We see a lot of AI generated stuff and some are ugly enough to look real.

tangor

10:18 pm on Jul 29, 2025 (gmt 0)

WebmasterWorld Senior Member 10+ Year Member Top Contributors Of The Month



Starting in the 1980s "screen time" began to take over. We've got near two generations that have grown up with it FOR COMMUNICATION. Back in the day watching TV (1950-1970) was entertainment or babysitting, but since the 80s real communication started to happen ON SCREEN.

People these days are used to it. Heck, many folks even face chat over phones instead of "just talking".

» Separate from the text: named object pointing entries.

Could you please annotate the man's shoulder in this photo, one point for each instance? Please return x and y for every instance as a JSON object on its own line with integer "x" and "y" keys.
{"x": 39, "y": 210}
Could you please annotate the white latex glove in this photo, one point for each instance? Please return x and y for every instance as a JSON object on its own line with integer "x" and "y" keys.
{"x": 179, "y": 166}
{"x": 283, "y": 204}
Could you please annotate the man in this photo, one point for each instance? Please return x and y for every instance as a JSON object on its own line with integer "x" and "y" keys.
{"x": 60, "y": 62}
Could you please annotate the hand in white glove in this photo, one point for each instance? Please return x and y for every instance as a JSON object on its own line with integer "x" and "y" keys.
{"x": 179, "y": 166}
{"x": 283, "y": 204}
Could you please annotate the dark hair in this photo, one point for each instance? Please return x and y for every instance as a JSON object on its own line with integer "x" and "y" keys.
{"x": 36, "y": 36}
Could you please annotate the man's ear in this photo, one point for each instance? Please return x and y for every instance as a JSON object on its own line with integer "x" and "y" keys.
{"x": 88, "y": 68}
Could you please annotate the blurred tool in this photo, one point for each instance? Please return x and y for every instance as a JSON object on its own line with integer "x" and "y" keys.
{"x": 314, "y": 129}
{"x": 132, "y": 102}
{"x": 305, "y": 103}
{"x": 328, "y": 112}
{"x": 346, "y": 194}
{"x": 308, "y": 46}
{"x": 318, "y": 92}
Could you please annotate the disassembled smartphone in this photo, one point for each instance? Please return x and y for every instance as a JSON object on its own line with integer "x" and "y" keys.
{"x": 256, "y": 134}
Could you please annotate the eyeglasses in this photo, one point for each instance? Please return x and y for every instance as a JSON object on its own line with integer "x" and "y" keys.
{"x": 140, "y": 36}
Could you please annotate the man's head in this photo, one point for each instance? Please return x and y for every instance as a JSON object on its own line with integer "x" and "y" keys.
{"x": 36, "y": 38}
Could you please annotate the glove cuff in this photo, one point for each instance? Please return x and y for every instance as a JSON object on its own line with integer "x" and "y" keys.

Genetically, as a species, we are hard-wired to visual and sound cue (add smell, touch and feel, and all the bases are covered!). These are the instinctual reactions which don't require that gray lump behind eyes and between ears to SENSE the world around.

Making pictures is easy enough. One can draw, paint, photograph.... but TELLING STORIES and CREATING EDUCATIONAL CONTENT is a completely different kettle of fish. All of us can do it to some extent, Eastman/Kodak proved that at the turn of the previous century, but FEW can do it WELL.

If the web goes video for all content then it will look like those infomercial stations on broadcast and cable tv. Yuck! Else it will look like podcasts galore, with VERY FEW with more than a hundred viewers each. A new technology will have to be developed to "index" VIDEO for retrieval as the current web operates and that's not going to be easy to accomplish.